St Oswald Players, I was told, are the first to have performed this play in the southern counties of England. Let us hope they are the last, for a more painfully contrived, trite affair [than Mystery at Abbots Mead] it would be impossible to imagine.

I now know there are six, long wooden beams, counting the two in the middle as two, running lengthways along the roof of the St Oswald’s Parish Hall, plus four iron cross pieces, five large windows on one side, five small windows on the other side, eight doors (not counting the two in the scenery on stage), a serving hatch and five lights on each side.

All of which details interested me far more than either the plot or the acting. I am sorry to have to say. There is nothing I like more than being able to praise a production, but I must respectfully suggest that next time, the St Oswald Players try to make their performance look a little less like the second night of rehearsals before they invite an audience along.

[Drama critic EFG is not impressed, in the Watford Observer of November 15, 1963]

 

A young girl at Bishops Stortford lost a £1 treasury note in the New Town Road. Her efforts to find it attracted the attention of the whole neighbourhood and the vicinity was soon crowded with treasure hunters carrying lights.
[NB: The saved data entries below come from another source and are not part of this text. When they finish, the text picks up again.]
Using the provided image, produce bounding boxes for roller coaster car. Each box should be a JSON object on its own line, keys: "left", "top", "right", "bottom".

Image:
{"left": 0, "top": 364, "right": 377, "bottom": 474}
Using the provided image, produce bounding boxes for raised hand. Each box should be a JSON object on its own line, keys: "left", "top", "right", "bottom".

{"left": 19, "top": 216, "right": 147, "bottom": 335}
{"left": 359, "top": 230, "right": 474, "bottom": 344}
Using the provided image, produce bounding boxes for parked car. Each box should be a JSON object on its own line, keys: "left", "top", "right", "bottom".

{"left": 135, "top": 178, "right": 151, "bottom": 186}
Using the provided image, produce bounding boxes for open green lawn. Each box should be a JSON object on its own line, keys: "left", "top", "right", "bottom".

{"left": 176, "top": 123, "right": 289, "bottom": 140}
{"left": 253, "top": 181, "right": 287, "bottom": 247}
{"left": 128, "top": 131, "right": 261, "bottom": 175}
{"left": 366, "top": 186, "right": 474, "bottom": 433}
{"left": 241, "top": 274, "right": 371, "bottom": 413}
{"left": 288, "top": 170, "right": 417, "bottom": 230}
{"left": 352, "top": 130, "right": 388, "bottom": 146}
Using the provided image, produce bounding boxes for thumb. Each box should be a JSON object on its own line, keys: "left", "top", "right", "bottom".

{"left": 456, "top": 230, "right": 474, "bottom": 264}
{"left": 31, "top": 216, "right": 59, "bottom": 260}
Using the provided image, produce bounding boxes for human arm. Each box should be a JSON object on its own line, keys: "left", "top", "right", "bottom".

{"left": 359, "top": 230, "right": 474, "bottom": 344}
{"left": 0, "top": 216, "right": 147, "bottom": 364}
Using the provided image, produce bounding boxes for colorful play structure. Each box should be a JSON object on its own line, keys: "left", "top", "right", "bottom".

A very animated scene was presented for half an hour and then the note was found at the corner of Castle Street and handed to the owner.

[From the Watford Observer of November 14, 1925] 

                                                                                                                                                                                                                                                                                                                                                                                                                                                                                                                                                                                                                                                                                                                                                                                                                                                                                                                                                                                                                                                                                                                                                                                                                                                                                                                                                                                                                                                                                                                          

Despite a drop in receipts, the Watford Communist Party were well satisfied by the £200 raised at Saturday's Morning Star bazaar at the Co-op Hall in St Albans Road.

A large crowd was at the noon opening of the bazaar by county councillor Dr John Dore, but as the afternoon wore on the number of visitors dwindled.
The £200 raised was about £60 below last year’s receipts but the organisers were pleased in view of the stringent economic climate.

Councillor Dore, in a speech at the opening of the bazaar, praised the Morning Star newspaper because it was the only daily paper to be owned by its readers, not by capitalists.

[From the Watford Observer of November 28, 1975]

 

A Watford man, who helped rescue three young children from the estuary of the River Thames at Southend in July, has received an award from the Royal Humane Society.

Mr Peter Jules Norman Godecharle, 30, of Leggatts Way, Watford, has been awarded a Resuscitation Certificate “for restoring the apparently dead from drowning or asphyxia”.

The three children, two aged eight and the other nine, were playing with a ball in the sea when they got out of their depth.

Mr Godecharle waded in and saved two of the boys, and a Mr Frederick Morton saved the third.

Mr Morton, a London man, has been awarded a testimonial on parchment.